Software for social impact
Inspired by how millions of citizens mobilized to transform their country’s politics in the Colour Revolutions, a former colleague and I studied spent years studying how these movements used technology. By 2017 we had both left government to co-found a startup to build software to crowdsource civic action.
The problem we were trying to solve: Citizens interested in taking action are bombarded with requests for small actions, or micro-tasks that can add up to big impact, on any range of causes.
The solution we built: Betterplace was a mobile app that personalized opportunities for civic action to each citizen. By tailoring micro-tasks to your preferred cause and location, it offered a quick way to advance a cause you care about.

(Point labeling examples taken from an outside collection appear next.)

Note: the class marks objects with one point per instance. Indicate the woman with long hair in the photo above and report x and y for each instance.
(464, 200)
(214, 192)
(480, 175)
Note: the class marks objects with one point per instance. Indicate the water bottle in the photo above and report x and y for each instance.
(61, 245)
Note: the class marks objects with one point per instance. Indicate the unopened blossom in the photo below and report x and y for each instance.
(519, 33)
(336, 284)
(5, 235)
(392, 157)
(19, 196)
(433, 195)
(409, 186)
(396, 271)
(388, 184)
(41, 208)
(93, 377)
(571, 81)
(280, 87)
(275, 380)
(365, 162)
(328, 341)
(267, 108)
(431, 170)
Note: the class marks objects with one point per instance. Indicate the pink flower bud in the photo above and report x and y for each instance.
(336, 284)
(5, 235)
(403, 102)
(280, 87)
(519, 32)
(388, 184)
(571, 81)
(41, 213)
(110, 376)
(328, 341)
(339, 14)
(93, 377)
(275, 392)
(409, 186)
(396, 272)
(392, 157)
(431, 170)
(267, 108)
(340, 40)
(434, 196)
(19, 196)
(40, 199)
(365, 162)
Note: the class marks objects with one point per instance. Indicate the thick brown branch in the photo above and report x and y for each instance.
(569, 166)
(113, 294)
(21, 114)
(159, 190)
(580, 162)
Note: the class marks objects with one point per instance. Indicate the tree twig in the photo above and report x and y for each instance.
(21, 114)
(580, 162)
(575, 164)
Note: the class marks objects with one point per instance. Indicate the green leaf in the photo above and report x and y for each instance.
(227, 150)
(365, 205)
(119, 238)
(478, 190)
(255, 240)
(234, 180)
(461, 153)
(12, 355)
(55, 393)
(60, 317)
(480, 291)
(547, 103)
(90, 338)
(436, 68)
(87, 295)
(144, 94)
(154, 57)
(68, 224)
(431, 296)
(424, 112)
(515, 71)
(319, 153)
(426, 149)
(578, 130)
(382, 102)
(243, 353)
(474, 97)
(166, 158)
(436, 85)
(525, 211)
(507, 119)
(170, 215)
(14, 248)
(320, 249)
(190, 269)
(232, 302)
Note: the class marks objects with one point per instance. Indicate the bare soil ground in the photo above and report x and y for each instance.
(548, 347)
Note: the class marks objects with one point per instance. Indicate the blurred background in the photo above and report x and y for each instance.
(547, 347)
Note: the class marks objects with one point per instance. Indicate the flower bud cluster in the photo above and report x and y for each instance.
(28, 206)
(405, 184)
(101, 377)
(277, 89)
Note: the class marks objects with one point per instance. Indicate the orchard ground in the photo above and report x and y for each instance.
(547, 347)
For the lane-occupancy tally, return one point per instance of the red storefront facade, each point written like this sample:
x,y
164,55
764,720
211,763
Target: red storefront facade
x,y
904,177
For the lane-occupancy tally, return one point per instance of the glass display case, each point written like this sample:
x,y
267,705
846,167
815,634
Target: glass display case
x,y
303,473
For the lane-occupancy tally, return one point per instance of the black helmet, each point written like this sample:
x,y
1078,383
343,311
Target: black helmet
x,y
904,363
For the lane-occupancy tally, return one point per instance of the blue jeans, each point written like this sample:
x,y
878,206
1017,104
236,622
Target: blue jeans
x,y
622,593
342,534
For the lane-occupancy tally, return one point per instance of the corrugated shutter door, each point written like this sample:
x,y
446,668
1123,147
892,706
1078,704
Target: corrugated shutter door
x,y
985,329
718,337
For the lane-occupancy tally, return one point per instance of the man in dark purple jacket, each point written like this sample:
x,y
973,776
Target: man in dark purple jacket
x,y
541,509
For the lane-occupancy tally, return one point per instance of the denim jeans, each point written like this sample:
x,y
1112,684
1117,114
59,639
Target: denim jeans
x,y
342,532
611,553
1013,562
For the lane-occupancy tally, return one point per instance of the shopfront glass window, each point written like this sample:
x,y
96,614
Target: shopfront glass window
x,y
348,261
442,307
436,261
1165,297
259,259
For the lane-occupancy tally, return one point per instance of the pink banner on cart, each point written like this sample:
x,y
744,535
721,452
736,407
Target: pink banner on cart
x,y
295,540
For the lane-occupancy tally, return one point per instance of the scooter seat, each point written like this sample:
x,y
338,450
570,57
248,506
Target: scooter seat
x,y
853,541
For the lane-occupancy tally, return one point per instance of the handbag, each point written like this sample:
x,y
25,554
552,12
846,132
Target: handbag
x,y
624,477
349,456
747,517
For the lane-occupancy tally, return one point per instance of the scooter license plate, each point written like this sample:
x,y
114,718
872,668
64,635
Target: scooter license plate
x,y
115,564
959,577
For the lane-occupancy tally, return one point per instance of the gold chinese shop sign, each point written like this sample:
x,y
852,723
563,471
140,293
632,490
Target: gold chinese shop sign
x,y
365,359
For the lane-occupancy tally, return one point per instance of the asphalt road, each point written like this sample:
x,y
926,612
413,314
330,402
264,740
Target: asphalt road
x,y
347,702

The impact we achieved: At its peak, Betterplace had hundreds of users in the progressive movement in the U.S., most notably with high school students organizing gun control demonstrations in Spokane, Washington. Thanks to Betterplace, the March for Our Lives in this deeply purple part of a polarized U.S. was three times as large and covered all of its costs.
Why we chose a for-profit startup to solve this problem: All organizations are beholden to their funding source. We chose a business model that would make us beholden to the users of our software, the citizens and activists trying to improve the communities around them.
Evaluation: Beyond this initial breakthrough in Spokane, we failed to generate positive revenue since we relied on a business model that required hundreds of thousands of users before revenues would exceed costs, and could not iterate fast enough to grow rapidly.